Managing The Mind In Solitude And Separation

How on this earth are you?  Well, I hope?  For many, the last few weeks have been more than a struggle.  With sudden changes, unfamiliar behaviours, concerns on every level, and eruptions of frustration, that any of us are still functioning and able to smile, is perhaps nothing short of a miracle.  When chaos ensues and all the chips are down, however, is often the precursor for a new and better way of being.  A better way of being human.

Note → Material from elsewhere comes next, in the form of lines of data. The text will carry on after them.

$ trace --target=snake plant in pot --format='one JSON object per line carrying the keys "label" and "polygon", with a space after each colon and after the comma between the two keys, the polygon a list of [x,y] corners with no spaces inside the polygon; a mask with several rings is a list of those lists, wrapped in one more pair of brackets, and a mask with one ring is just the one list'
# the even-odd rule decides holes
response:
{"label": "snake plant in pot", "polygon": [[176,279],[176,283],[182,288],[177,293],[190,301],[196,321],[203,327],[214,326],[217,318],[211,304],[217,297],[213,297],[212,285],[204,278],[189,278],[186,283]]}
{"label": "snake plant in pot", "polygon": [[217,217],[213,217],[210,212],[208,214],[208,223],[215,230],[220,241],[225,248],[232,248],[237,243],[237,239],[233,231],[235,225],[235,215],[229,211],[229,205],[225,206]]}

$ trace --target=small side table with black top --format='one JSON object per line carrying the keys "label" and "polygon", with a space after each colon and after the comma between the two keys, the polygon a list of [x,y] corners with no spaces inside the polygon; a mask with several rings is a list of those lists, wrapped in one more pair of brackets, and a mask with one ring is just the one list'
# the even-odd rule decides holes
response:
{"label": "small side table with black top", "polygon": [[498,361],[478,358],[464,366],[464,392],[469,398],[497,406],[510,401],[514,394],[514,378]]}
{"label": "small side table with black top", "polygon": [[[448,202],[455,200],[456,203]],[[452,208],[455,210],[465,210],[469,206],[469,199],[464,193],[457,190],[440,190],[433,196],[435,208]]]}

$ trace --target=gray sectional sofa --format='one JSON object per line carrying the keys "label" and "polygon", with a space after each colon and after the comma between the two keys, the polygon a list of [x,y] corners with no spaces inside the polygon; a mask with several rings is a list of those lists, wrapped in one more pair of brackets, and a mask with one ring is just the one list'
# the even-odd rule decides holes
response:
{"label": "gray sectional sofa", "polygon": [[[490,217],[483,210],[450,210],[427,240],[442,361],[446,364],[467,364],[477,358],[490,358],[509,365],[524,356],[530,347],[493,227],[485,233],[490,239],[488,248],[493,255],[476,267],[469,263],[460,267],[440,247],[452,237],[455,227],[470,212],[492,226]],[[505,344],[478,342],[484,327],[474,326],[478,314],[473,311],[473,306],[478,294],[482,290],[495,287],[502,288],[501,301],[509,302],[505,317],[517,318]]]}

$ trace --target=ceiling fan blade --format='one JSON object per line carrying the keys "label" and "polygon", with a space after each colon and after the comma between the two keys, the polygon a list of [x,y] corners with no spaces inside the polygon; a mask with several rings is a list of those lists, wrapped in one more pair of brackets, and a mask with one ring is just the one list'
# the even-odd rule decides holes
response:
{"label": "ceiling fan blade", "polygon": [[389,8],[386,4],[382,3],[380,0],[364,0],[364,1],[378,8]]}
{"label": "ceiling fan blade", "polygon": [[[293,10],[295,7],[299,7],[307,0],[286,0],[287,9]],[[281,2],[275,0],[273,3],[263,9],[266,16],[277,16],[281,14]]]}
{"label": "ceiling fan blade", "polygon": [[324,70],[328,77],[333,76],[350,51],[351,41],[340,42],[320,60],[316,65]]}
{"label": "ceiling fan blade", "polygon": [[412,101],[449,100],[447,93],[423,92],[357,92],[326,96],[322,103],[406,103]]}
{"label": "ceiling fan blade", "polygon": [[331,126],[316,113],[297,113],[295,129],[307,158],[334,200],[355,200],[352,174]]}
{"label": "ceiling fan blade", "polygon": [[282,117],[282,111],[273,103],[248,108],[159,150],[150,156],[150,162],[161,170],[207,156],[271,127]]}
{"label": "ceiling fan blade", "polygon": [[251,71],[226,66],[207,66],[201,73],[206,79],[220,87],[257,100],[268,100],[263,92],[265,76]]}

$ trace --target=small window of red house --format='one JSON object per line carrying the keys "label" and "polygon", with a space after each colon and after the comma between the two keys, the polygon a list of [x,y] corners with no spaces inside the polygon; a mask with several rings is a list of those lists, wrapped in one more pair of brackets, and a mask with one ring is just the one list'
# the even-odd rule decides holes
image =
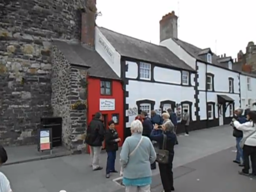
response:
{"label": "small window of red house", "polygon": [[112,95],[112,84],[110,81],[101,81],[101,95]]}

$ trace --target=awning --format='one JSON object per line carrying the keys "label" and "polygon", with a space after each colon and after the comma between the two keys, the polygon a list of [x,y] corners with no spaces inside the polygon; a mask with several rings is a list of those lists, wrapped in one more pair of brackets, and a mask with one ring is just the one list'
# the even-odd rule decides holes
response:
{"label": "awning", "polygon": [[224,104],[226,102],[232,103],[234,100],[231,97],[226,95],[217,95],[218,102],[219,104]]}

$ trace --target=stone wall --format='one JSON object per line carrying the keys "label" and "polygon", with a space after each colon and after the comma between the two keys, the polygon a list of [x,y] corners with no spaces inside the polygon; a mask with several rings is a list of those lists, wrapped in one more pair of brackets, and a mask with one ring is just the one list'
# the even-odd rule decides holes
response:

As the outside collective world changes, we have been and will be, going through many adjustments to our internal private world.  Some will go through the process with others, but for many, they have been and still are, having to manage their mind in complete solitude and separation.  When people do not understand their mind, the increase in internal dynamics can cause more than a little wobble. But if they do have the right information, strategies, can find stability, structure, and the vital ingredient of ‘purpose’, then this can reveal to be a catalyst for positive personal transformation.

I’ve had you in my mind over the past few weeks, and as I move enormous mountains behind the scenes, I’m busy creating new portals to continue to teach and support others with their desire to understand the mind.   Today is the launch of Managing the Mind in Solitude and Separation, which is just one of the many new courses, webinars, and lectures that will be appearing at Hebe College in the coming months.  Soon, you will also have the opportunity to join our new online classroom, where I will be teaching a range of topics, all up for discussion, from science to spirituality.

In March I released a post that read, ‘by the end of the summer everyone will have shown their true hand’.  In many ways, the next chapter for all of us is going to be very enlightening.  And so I will leave you to ponder something I wrote in Pandora’s Panacea, ‘that many lessons are taught in public and learned in solitude’.  The secret place for real transformation.